L’Élysée dans tous ses états

À l’occasion de la prochaine élection présidentielle, nous nous sommes intéressés à la vie élyséenne des vingt-cinq présidents de la République qui, depuis 1848, se sont succédé rue du Faubourg-Saint-Honoré.

 

Les jardins du palais de l’Élysée au milieu du XVIIIe siècle © Agostini Editorial, Flickr

 

Sous l’Ancien Régime, l’hôtel d’Évreux est à l’origine élevé en pleine campagne et achevé en 1718. Ce n’est que le 20 décembre 1848 qu’il devient la résidence officielle du Président de la République, attribué à Louis-Napoléon Bonaparte.
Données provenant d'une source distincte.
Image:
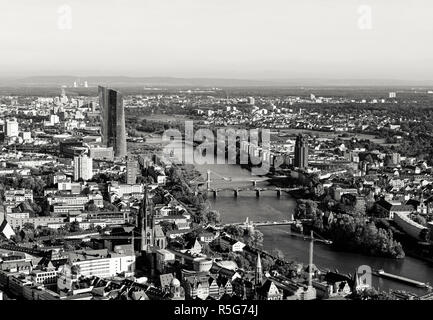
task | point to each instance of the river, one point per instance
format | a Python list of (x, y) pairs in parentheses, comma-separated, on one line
[(270, 207)]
En piteux état, des travaux importants sont engagés avec une redistribution des communs et la restauration de l’aile, côté avenue de Marigny. En janvier 1852, la France redevenue l’Empire et son président l’empereur Napoléon III, les Tuileries sont préférées à l’Élysée, qui retrouve en 1871 sa vocation présidentielle avec Adolphe Thiers.

 

À chaque président, le palais évolue. Grévy fait construire en 1880 un jardin d’hiver et tire les premières lignes téléphoniques, Sadi Carnot, la salle des fêtes, en vue de l’Exposition universelle de 1889 et Loubet la grille du Coq, sur l’avenue Gabriel. On doit à Fallières le premier ascenseur, à Poincaré le chauffage central et l’électrification définitive de tous les bureaux. Deschanel fait installer la première salle de bains, Millerand, la marquise de la façade. Auriol retire l’horloge placée au fronton et supprime la chapelle du milieu de l’aile gauche, à laquelle personne n’avait osé toucher, pour la remplacer par la salle du service de presse. Coty en restaure le chœur.

 

Le général de Gaulle installe son bureau dans la pièce centrale du premier étage, l’ancien salon de madame de Pompadour. Il fait réaménager sommairement les appartements privés, situés au premier étage dans l’aile gauche du palais (rue de l’Élysée). Mais pour y accéder, le Président doit traverser l’ancienne salle de bains de l’impératrice Eugénie, dont on a recouvert la baignoire d’une banquette. Innovant, Georges Pompidou demande à l’artiste Agam d’aménager l’antichambre des appartements privés, décor que fait démonter Valéry Giscard d’Estaing (le salon est exposé à Beaubourg). Ce dernier installe un PC de commandement du feu nucléaire dans un abri qu’avait creusé Albert Lebrun. François Mitterrand fait percer de hautes fenêtres dans la salle des Fêtes, côté parc, pour qu’entre la lumière. Une vaste pièce qu’Emmanuel Macron vient de restaurer apportant une dernière pierre à la grandeur de l’édifice républicain.